In respiratory airway, ENaCs play roles in regulation of airway surface liquid (ASL) volume, composition, and mucociliary clearance. The reabsorption of Na+ in the kidney tubules, which is driven by ENaC, regulate the extracellular fluid volume and influence the blood pressure and electrolyte homeostasis by modulating osmolarity. In reproductive tract, the cilial transport of gemmates, fertilization, and implantation would be influenced by the activity of ENaC through regulating epithelial fluid volume. ENaCs also serve as salt taste receptors in taste buds (Hanukoglu and Hanukoglu 2016).
Regulation of ENaC
The activity of ENaC is regulated by varieties of factors including shear stress, ions, proteases, hormones, and many other types of cytokines through the controls on the inherent activity or the membrane abundance of this channel (Hanukoglu and Hanukoglu 2016). The open probability of ENaC is remarkably related to the proteolytic processing and regulated by the interactions of specific membrane acidic phospholipids with channel cytoplasmic domains. It was recently found that in a multiprotein complex, SGK1 and Nedd4-2, along with other ENaC-regulatory proteins, could physically interact with each other and ENaC. The diversity of the complex is regulated by several signaling pathways, involving PI3K, mTOR, steroid receptor, and Raf-MEK-ERK (Soundararajan et al. 2012). In the epithelium of kidney, colon, and taste buds, the activity and expression of ENaC are responsive to mineralocorticoid, but they are rather regulated by glucocorticoid in distal airway epithelium (Rossier et al. 2002). For example, aldosterone can stimulate the expression and activity of ENaC in connecting tubule or cortical collecting duct principal cell in kidney, and dexamethasone can regulate ENaC activity and water transport in H441 cells and A549 cells, which are derived from human club cells and alveolar epithelial cells, respectively. The downstream of mineralocorticoid or glucocorticoid is a complex network associated with the pathway of cAMP/PKA/PI3K, SGK1, and Nedd4-2.

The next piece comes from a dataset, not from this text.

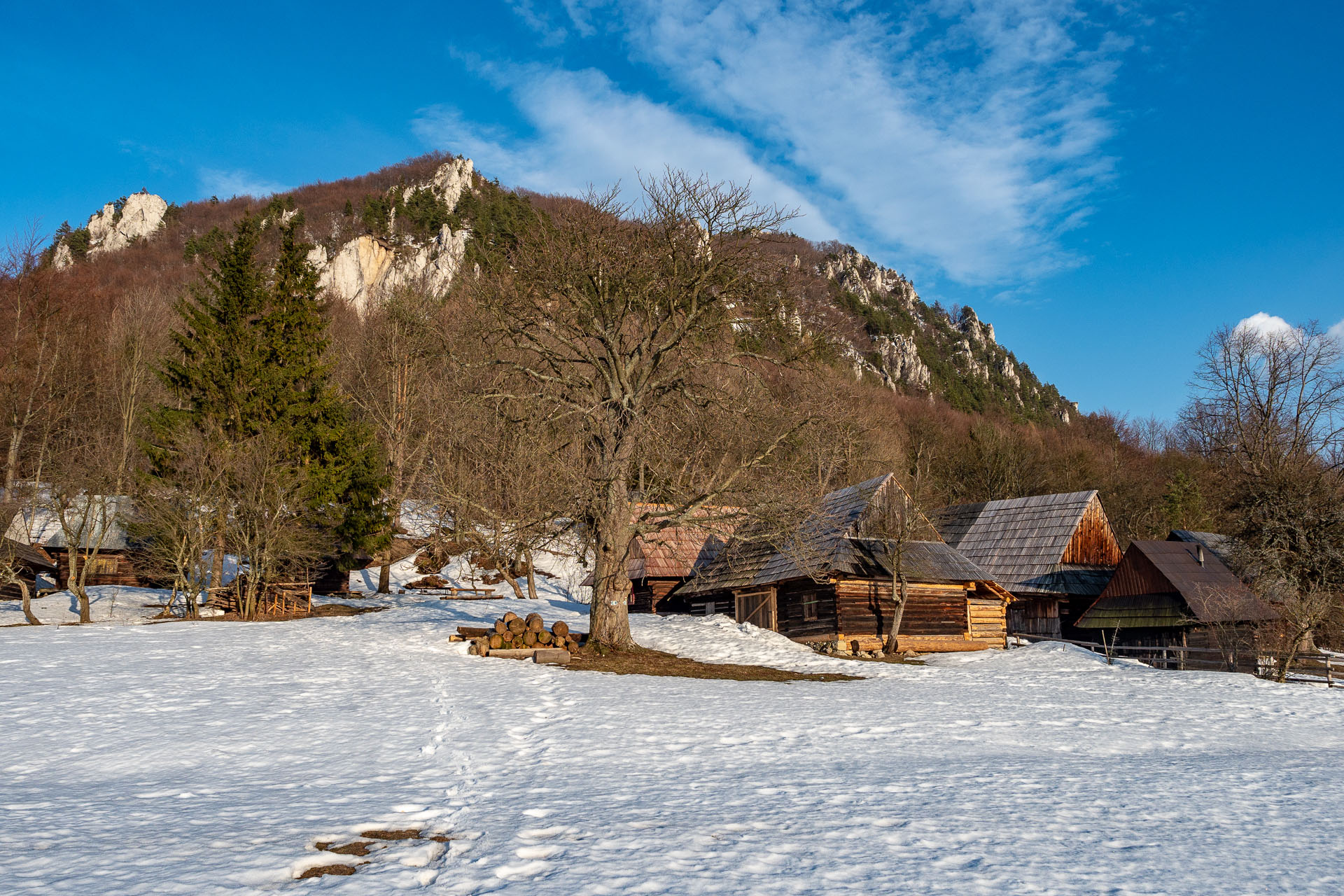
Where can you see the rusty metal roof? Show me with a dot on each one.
(1021, 542)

Fully functional ENaC is composed of three subunits α-(or δ- ), β-, and γ-subunit. The α or α-like subunit (δ-subunit) is essential for the Na+ transport, and covalent binding with β- and γ-subunit would up-regulate the channel activity dramatically. ENaC is generally located at the apical surface of polarized epithelial cells in tight or high-resistance epithelia in the organs including kidney, lung, sweat glands, salivary glands, skin, placenta, colon, etc. ENaC drives the active Na+ transport across the cell membrane, consequently regulates the flow and volume of the extracellular fluid in the lumen through the modulation on the osmolarity, and maintains body salt and water homeostasis. The activity of ENaC is regulated by varieties of factors including shear stress, ions, proteases, hormones, and many other types of cytokines through the controls on the inherent activity or the membrane abundance of this channel. A complex network composed of corticoid, cAMP/PKA/PI3K, SGK1, Nedd4-2, and ERK plays important regulatory role on the activity of ENaC.